SCT REACTION KINETICS MODEL AND DIFFUSION FOR PULVERIZED COAL COMBUSTION IN TGA

摘要

Recently, the process of char burnout is extensively concerned. Global model used widely cannot predict the extent of char burnout at the latter burning stage. For the need of predicting the extent of burnout in the industrial Pulverized Coal (p. c.) fired furnace by making use of the experimental data from such as Thermogravimetry Analysis (TGA) and Drop Tube Furnace, the SCT model based on the Simple Collision Theory (SCT) of chemical reaction kinetics is educed, the p. c. combustion is considered as the results of strike and oxidation of oxygen molecules on the p.c. particle surface, the frequency of effective strike was determined by Boltzmann factor.

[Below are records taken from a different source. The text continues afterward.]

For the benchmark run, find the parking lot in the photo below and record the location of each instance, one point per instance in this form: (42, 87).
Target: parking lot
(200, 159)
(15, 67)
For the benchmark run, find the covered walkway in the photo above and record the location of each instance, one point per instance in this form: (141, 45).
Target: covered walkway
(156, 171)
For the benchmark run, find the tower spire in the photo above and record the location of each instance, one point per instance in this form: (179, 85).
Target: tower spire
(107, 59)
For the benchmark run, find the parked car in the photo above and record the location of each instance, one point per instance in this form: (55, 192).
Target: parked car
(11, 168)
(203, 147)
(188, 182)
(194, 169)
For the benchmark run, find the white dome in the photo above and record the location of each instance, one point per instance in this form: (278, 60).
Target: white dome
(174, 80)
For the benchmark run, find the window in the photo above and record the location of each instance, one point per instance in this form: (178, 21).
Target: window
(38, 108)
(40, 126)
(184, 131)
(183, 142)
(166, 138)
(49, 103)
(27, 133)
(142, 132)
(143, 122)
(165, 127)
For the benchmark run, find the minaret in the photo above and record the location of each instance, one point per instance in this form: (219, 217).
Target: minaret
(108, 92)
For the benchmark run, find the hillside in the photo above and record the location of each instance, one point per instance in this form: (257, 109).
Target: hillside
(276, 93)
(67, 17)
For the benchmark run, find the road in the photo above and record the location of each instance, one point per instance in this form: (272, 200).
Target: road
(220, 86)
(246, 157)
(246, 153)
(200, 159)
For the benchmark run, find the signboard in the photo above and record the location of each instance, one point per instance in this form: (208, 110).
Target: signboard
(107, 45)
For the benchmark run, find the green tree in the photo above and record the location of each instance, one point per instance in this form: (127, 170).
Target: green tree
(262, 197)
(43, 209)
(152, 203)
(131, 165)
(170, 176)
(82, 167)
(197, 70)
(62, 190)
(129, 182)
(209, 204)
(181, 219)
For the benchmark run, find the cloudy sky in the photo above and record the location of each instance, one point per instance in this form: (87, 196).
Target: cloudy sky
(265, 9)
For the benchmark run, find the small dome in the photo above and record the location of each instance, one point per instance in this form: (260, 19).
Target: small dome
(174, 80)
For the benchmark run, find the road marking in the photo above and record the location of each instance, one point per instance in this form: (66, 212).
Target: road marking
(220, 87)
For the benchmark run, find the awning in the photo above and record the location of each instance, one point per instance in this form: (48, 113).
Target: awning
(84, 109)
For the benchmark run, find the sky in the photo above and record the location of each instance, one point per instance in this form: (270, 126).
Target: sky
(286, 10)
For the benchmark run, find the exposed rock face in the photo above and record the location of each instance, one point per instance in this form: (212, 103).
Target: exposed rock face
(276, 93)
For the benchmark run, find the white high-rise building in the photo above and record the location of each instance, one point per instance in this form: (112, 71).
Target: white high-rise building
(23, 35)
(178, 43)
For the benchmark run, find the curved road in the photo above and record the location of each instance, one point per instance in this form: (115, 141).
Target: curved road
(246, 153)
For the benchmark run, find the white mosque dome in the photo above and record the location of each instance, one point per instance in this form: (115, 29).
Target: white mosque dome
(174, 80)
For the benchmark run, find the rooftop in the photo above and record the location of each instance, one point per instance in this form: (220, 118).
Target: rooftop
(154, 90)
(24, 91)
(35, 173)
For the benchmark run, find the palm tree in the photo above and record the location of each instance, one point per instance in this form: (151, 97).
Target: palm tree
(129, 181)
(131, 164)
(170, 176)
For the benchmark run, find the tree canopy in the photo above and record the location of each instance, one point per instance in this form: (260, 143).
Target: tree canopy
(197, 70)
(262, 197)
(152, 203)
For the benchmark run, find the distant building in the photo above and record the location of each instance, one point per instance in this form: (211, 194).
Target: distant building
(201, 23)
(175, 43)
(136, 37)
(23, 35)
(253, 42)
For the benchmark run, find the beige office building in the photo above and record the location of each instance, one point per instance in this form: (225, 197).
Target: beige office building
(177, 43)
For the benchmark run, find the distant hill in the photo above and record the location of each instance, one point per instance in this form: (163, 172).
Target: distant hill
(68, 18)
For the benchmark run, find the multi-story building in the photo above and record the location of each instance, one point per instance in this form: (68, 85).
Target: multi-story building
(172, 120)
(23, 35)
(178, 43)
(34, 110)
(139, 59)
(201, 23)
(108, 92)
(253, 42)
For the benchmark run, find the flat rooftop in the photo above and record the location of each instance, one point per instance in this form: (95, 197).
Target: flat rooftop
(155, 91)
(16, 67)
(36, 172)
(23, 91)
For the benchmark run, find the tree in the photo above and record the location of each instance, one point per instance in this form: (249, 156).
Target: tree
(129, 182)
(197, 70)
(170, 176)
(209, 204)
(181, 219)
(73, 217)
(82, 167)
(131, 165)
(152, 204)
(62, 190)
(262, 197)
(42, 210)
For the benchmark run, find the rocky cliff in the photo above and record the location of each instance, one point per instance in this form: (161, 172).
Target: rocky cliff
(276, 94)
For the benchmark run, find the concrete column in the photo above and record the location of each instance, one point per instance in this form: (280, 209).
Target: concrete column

Strike and oxidation occurs on the oxygen accessible specific surface area (OASA). Chemical regime controlled is at temperature below 1200 K, and molecules diffusion regime controlled is at the temperature above 1600 K, at which OASA is corresponding to the specific surface area of pore diameter wider than 38nm of p.c particles in coal-fired boiler. The OASA of p.c. particles increase with the combustion, for the particles swells, shrinks and cracks. The burning rates of calculating based on SCT model have shown good correspondence with experimental data reported. The process of p.c. combustion can be divided into four remarkable stages according to the experimental data and the characteristics of critical activation energy Ec: ignition including chemical adsorption oxygen and starting mass loss, devolatilization, char combustion and the char burnout. Ec is always the function of extent of burnout for the different stage. The curves of Ec and burning rate are plotted at different temperature according to the TGA data.